Des costumes remis en état

Les vêtements retravaillés ici ne sont pas d'époque. Ils ont été cousus au début des années 1980 par des bénévoles de la commune, et portés lors de différentes déambulations historiques en 1984, 1988 et 1991. Puis stockés et oubliés durant plusieurs décennies. "Et mal conservés" précise Elisabeth Michel, cheville ouvrière de l'atelier de couture.

Elle-même s'intéresse depuis plusieurs années à ce patrimoine, et a constitué ce petit groupe de bénévoles afin de sauver et remettre en état ce qui pouvait l'être. "Beaucoup de pantalons étaient mangés par les mites, on a dû les jeter" raconte-t-elle. "Pour tout remettre à neuf, c'était un gros boulot. Il a fallu raccommoder de nombreux trous, refaire toutes les guêtres et coudre beaucoup de nouveaux pantalons."

Il a fallu refaire toutes les guêtres et coudre beaucoup de nouveaux pantalons.

Elisabeth Michel, couturière bénévole

Aucune couturière de l'équipe n'est vraiment professionnelle, ni historienne. En cas de doute, elles se plongent dans des livres pour ne pas commettre d'impair. Elisabeth Michel est en train de terminer "la veste pour Mac Mahon" (plus précisément pour le figurant qui incarnera le général français qui a perdu la bataille du 6 août 1870 de Froeschwiller et Woerth).  "J'ai tout rafraîchi, recousu les galons qui s'étaient détachés, et je remettrai de nouvelles épaulettes dorées" détaille-t-elle. 

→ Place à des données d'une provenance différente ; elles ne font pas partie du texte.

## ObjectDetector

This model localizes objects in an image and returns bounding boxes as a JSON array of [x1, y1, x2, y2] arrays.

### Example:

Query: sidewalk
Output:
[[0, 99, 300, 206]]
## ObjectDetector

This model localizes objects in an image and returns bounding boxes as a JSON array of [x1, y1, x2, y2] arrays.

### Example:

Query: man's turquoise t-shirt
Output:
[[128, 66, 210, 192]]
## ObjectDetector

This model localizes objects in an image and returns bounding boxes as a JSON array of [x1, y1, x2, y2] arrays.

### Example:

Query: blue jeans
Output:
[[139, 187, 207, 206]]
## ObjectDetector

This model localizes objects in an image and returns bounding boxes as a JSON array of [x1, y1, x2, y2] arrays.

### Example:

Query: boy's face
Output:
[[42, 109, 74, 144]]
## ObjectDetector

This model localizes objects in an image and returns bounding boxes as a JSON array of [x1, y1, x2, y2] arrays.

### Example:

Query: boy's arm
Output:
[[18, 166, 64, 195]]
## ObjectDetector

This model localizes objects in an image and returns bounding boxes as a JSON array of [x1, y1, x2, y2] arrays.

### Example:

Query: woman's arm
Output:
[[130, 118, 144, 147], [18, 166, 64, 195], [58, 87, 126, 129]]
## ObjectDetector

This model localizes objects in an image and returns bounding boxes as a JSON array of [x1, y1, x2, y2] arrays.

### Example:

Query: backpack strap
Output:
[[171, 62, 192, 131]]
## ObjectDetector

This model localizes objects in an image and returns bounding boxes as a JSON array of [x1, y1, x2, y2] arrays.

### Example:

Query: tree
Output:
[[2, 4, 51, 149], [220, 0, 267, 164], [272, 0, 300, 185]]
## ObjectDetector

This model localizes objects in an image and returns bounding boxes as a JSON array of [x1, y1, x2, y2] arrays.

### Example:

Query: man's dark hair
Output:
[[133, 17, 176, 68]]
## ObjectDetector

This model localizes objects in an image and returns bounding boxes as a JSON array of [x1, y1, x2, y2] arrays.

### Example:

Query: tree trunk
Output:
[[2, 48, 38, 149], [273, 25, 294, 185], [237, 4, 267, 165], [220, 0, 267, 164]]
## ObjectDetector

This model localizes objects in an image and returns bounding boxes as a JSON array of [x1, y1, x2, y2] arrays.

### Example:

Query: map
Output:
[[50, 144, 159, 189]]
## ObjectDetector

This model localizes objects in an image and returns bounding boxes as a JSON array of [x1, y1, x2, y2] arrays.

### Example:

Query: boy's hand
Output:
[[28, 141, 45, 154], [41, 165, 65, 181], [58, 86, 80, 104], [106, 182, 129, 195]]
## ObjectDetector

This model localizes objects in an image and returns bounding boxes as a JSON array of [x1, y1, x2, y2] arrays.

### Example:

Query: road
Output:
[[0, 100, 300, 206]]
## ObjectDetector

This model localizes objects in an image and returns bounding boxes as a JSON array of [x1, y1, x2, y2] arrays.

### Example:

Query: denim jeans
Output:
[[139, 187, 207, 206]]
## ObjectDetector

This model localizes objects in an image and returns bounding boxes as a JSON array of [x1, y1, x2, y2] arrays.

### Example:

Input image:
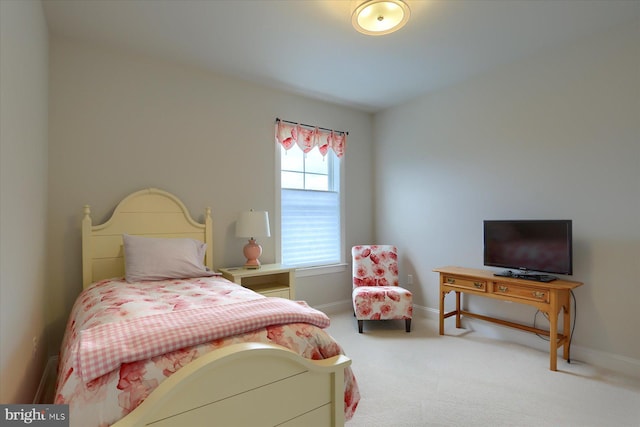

Souvent, retrouver un tissu identique pour rapiécer ou rafistoler s'avère mission impossible. D'autant plus que le budget est limité. L'équipe se débrouille donc avec les moyens du bord : vieux rideaux et tissus offerts par les Woerthois, mais aussi vêtements d'antan qui dormaient dans les tiroirs.

Lucie Haenel, une autre bénévole, découpe de vieilles chemises blanches. "Ce sont d'authentiques blouses qu'on mettait pour aller aux champs" explique-t-elle. "Elles sont en lin épais, et trop longues. Les figurants ne veulent plus les mettre telles quelles quand il fait chaud, nous devons donc les raccourcir."

Des reconstitutions pour ne pas oublier

En vue des journées de reconstitution du mois d'août, plusieurs personnes passent pour les essayages. Une dame enfile un costume de paysanne, troublant de vérité, de la pointe des sabots jusqu'à la coiffe blanche. Un jeune homme essaie une tenue bleue à pantalon bouffant, agrémentée de guêtres blanches et d'une chéchia rouge. Celle d'un "turco". "Les turcos, c'étaient les tirailleurs algériens" explique Elisabeth Michel. Car plusieurs centaines de ces combattants issus des colonies françaises ont été sacrifiés samedi 6 août 1870.

20.000 morts en une seule journée, ça a dû être horrible.

Bernard Walter, figurant

Malgré la perspective plutôt joyeuse de ces prochaines festivités costumées, les figurants conservent une certaine gravité. "On retourne dans le temps, une période très militarisée" explique Bernard Walter, qui enfile une veste de hussard. "20.000 morts en un seul jour, des combats sabre contre sabre. Ça a dû être horrible. C'est pour cela que nous voulons faire cette reconstitution, pour que les gens n'oublient pas."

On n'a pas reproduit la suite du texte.